How we fail our Chinese studentsRoundup
tags: education, China, protests, Hong Kong
Jonathan Zimmerman teaches education and history at the University of Pennsylvania. He is the author of “The Amateur Hour: A History of College Teaching in America,” which will be published next year by Johns Hopkins University Press.
Over the past few weeks, I’ve written several columns supporting protesters in Hong Kong. And each time, my in-box fills up with angry messages from Chinese students in the United States. Hong Kong is threatening the unity and security of China, they write. And so are liberal Westerners, with their arid ideas about democracy and human rights.
But these people are themselves studying in the liberal West. Clearly, we’re not doing a very good job teaching them.

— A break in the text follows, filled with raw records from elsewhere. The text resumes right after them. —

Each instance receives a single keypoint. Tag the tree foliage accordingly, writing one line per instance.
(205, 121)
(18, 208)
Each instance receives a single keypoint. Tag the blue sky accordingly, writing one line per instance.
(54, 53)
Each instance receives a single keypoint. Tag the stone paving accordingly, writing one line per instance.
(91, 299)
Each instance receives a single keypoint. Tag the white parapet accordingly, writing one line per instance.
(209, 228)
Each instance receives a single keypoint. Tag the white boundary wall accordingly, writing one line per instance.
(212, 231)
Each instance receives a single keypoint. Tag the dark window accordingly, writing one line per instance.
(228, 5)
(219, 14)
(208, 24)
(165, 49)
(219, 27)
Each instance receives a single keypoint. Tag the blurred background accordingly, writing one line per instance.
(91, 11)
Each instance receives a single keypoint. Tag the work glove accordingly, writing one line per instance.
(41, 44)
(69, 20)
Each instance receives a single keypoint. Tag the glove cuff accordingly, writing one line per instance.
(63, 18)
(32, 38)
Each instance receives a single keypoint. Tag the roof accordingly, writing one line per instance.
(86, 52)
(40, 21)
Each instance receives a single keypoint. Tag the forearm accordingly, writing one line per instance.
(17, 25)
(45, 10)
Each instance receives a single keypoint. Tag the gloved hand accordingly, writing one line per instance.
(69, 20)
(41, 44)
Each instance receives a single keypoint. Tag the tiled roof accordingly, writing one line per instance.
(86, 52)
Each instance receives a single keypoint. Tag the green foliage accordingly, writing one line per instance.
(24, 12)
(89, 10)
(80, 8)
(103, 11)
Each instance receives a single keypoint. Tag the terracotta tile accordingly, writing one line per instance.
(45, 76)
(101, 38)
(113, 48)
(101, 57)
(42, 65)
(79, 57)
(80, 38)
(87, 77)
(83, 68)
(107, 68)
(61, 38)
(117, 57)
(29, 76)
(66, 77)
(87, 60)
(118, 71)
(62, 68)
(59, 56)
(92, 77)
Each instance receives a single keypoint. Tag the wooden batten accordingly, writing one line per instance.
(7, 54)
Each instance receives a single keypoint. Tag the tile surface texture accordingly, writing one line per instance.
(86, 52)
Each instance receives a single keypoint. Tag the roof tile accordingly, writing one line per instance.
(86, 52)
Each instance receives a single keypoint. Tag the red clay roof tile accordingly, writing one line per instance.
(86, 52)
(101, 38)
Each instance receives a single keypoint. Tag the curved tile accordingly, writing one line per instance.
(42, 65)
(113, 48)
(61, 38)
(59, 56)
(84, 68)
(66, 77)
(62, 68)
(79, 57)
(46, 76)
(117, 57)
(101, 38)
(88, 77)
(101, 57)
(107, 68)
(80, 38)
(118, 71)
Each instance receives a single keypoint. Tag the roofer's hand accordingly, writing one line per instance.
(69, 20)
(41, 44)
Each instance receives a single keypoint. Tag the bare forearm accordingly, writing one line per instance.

Consider the vitriol that Chinese students have recently heaped upon pro-Hong Kong voices on our campuses. At the University of California, Davis, students collecting signatures in support of the Hong Kong protests were accosted by classmates who grabbed their flag, broke the pole and threw it into the trash. Chinese students also urged university officials to cancel a campus rally on behalf of Hong Kong.
A Hong Kong activist attending Yale reports that students have harassed him online, and the university has provided him security. And at Columbia, students attending a talk by another Hong Kong protest leader stood up and sang China’s national anthem, to show their support for Beijing.
That’s their right, of course, while they’re in the United States. But it’s not a right recognized by their government in China, where political speech is closely monitored and restricted. Put simply, the Chinese students are exercising freedom to back a regime that is hostile to it.
And that, in turn, reflects a failure of the schooling they are receiving here. Our entire system of liberal education is premised on the skills and habits of democratic life: reason, civility and the free exchange of ideas. If Chinese students spend several years in the United States and decide they don’t like democracy, we must not be making a strong enough case for it.